Safeguarding Women, Protecting Pastors

Elyse M. Fitzpatrick

Introduction:

  • What I am saying:
  • What I am not saying:

Elders in the church should encourage women to get training in biblical counseling for a number of reasons.

For the Kingdom’s Sake

•Mature women are commanded to wisely train younger women.

–“Older women likewise are to be reverent in behavior, not slanderers or slaves to much wine. They are to teach what is good, and so train the young women to love their husbands and children, to be self-controlled, pure, working at home, kind, and submissive to their own husbands, that the word of God may not be reviled.” Titus 2:2-5

•Inferences from Titus 2:3-5

–“No one, not even Titus, is better able to train a young woman than an experienced older woman.” (William Hendriksen, New Testament Commentary of the Pastoral Epistles)

–There were (and are) mature women (reverent, devout, temperate servants) who had gifts and experiences that qualified them to wisely counsel and train other women.

–Since there are both gender specific and non-specific categories listed in these verses, women are commanded to teach one another in every area of life:

•Gender-specific categories: how to love and submit to their husbands, homemaking skills.
•Non-specific categories: right living, having a sound mind, sober-mindedness, kindness, loving their children.

•The ministry of women helping women should not be limited to “home economics” alone, but should also include training in godliness in all areas. Spiritually mature women can help other women in every area of life. Titus 2 is not meant to limit a woman’s one-on-one ministry but rather to be an example of the many areas that women can serve each other.

•The Word of God is “exposed to reproach” when women fail to take up this calling in at least two areas:

–When Christian women are untrained, ungodly and unrestrained, demonstrating a need for a strong theological foundation and a practical working out of the implications of Christian womanhood.

–When pastors and female counselees get involved in ungodly relationships.

•Mature women have an advantage over mature men in the training of young women because

–A mature woman who has identified and confronted her own sin can understand the gender-specific dynamics of another woman’s sin.

•The Standard is always God’s Word.
•The Situation and Application of the Word is unique.
•The difference between a shotgun and a scapel. Both work – one is more on point and specific.

•Mature women have an advantage over mature men in the training of young women because

–A woman is best at helping another woman know how to subordinate herself to her husband.

–A woman understands physiological differences that men may be uncomfortable with or uninformed about.

Peter taught women (publicly) to follow the example of another woman, Sarah, in learning to be submissive, godly and courageous (1 Peter 3:1f).
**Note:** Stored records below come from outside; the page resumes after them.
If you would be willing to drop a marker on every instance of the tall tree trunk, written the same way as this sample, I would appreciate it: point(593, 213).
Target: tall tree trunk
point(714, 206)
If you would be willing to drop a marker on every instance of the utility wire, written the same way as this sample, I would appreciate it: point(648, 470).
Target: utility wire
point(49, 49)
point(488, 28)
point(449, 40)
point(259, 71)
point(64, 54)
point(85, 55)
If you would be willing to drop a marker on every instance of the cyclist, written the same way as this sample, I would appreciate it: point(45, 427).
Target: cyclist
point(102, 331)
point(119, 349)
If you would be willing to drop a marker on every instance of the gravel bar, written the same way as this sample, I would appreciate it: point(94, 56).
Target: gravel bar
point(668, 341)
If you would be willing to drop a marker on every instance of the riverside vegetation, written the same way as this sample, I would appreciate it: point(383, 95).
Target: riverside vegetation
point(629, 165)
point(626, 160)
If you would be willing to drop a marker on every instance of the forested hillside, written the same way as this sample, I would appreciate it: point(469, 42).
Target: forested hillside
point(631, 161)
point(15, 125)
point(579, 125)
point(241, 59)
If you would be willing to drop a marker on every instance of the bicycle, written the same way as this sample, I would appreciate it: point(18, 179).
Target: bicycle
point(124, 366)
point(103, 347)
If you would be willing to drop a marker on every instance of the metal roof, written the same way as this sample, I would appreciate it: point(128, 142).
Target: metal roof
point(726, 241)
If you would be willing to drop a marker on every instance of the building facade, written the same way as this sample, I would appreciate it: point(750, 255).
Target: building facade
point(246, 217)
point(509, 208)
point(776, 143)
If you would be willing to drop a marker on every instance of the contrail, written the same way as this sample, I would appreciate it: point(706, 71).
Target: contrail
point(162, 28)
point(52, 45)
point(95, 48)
Younger women should have before them living examples of women who model godly behavior.

For Our Pastors and Male Counselor’s Sake

•Protection – All Christians (men and women) are commanded to flee from the potential of sexual sin, not stay and try to resist it (2 Timothy 2:22).

•Improper Bonding – The nature of counseling is to “bond” with another – to open one’s heart, to share intimate details of personal struggles. (Some men may equate protection with sexual intimacy.)

•For the counselor’s wife’s sake

•Following the biblical example: There is no example of long-term one-on-one cross-gender counseling anywhere in Scripture. For a woman to have spent intimate time with the disciples (or Christ Himself) would have been shameful and unheard of. Jesus chose males for friends. Although He did have friends who followed with him and whom he encouraged in this, we have no record of women in long term private sharing times.

•What is the most loving, wise course of action?

For the Counselee’s Sake

•Wives who may already be struggling in their marriage do not need to bond with another more understanding man.

•Marital problems may be exacerbated by cross-gender counseling.

“Cross-gender counseling might be a biblical option, but only in limited circumstances. It is, however, particularly unwise when it involves long-term counseling. Individual counseling for marriage problems, for concerns of singles, or for divorce issues are situations in which long-term cross-gender counseling has significant potential to create difficulties. A counselor is unfair, unwise, and unloving to proceed with a counseling case in which he/she is not experiencing difficulty with sinful attraction, but the counselee might be.”

Carol Cornish, “Women Helping Women”

How can you encourage women in your congregation to hear and fulfill God’s call to help other women?

•Teach them to rely on the Holy Spirit’s gifting and that they don’t have to have an answer for everything. Teach them to use what they have!

•Encourage them, by God’s grace, to seek to become women who are reverent, devout, self-controlled who doesn’t gossip, grounded both in the depths of theology and the practical out working of the great truths of Scripture.

•Encourage them to pray for wisdom as they walk through the difficulties of life on this sin-cursed, yet partially redeemed planet.

•Appoint a mature woman to form a study group with women in the church and work through theological books together.

•Make a way for them to take courses and attend seminars. This means making their training and support a line item on the budget. Among Evangelical Protestant churches, women make up the majority (55%)[i]. Among those seeking counseling, women make up a far greater majority. Therefore, it would be to your congregation’s advantage to train women to care for other women.

•Become IBCD/ACBC certified. Find a friend or mentor who will go through the reading and tests with you.